Ani Silvia's

Selamat malam bulan.
Ini masih tentang cinta dan segala bayang di dalamnya.
Tentang kemenangan dalam kekalahan.
Tentang hati yang tak pernah bisa ditata rapi seperti seharusnya.
Juga tentang hati yang tidak pernah teraba seberapa jauhnya.
Aku tidak akan menyuruhmu merasakan bagaimana jadi aku. Setiap hati punya batunya sendiri.
Aku tidak akan menyuruhmu memohon dan membujuk. Aku tidak sesuci itu.
Aku hanya ingin berterimakasih.
Terimakasih telah membuatku merasakan manis, saat dulu kamu sepenuhnya ada di sampingku. Melemparkan senyuman dengan sejuta arti. Menatapku dengan sepasang mata paling indah.
Terimakasih telah membuatku merasa berarti, saat kamu percaya bahwa aku dapat menopang sebagian beban hidupmu. Memberiku ruang untuk masuk dan menyajikan teh untukku.
Terimakasih juga telah memberiku rasa sakit, saat aku berkali-kali disadarkan bahwa ada batas diantara semua itu. Saat jarak semakin jauh untuk diraih. Saat hati semakin tak mungkin meraih.
Terimakasih telah membuatku menyerah lalu bangkit, kemudian menyerah lagi dan bangkit lagi, sampai pada akhirnya aku kalah.
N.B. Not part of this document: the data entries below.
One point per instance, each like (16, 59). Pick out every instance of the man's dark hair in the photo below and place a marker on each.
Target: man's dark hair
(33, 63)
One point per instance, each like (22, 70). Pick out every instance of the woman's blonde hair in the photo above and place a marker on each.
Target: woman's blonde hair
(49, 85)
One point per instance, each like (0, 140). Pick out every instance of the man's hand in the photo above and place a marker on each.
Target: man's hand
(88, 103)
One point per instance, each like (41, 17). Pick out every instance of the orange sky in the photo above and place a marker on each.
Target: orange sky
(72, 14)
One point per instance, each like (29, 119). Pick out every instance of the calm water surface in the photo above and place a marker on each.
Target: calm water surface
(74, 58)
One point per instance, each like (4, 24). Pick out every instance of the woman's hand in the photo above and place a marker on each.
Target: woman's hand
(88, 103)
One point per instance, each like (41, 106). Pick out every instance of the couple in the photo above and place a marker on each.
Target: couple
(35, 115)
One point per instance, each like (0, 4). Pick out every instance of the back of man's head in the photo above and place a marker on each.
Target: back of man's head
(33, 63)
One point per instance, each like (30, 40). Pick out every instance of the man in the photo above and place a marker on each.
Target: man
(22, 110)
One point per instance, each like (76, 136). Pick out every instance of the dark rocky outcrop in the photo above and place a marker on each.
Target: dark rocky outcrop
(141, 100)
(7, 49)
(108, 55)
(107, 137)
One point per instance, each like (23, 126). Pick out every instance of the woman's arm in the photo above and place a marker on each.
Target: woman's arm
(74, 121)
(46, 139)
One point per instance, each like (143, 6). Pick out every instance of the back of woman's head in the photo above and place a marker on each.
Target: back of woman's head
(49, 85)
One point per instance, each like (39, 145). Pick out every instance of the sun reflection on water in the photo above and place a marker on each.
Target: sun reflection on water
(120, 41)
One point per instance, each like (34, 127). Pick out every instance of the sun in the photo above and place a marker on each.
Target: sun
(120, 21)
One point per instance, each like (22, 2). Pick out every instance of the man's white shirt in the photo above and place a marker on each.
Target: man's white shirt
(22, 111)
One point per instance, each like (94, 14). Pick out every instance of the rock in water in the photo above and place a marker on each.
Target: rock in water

Biarkan hati berjalan sesukanya. Ku nikmati manis pahitnya, selagi bisa. Mungkin ini kemenangan untuk yang terkuat. Tapi lihat saja seberapa kuat hati bertahan.

Malam sudah terlalu  larut, tapi abu-abu tak kunjung jadi putih atau hitam. Kini aku harus menarik selimut, bersiap-siap mengahadapi pertemuan kita dalam mimpi. Ini akan menjadi malam yang dingin, mungkin aku akan menggigil.

Selamat malam hujan. Selamat malam badai.

Boleh aku sekedar menuang rasa padamu? Melambai tangan mengibarkan bendera putih kuning abu-abu atau apalah yang dapat melambangkan rasa ini.

Boleh aku meraung kesakitan padamu? Berjanjilah untuk tidak menceramahiku atau mengatur apa yang harus aku lakukan. Aku hanya ingin didengar.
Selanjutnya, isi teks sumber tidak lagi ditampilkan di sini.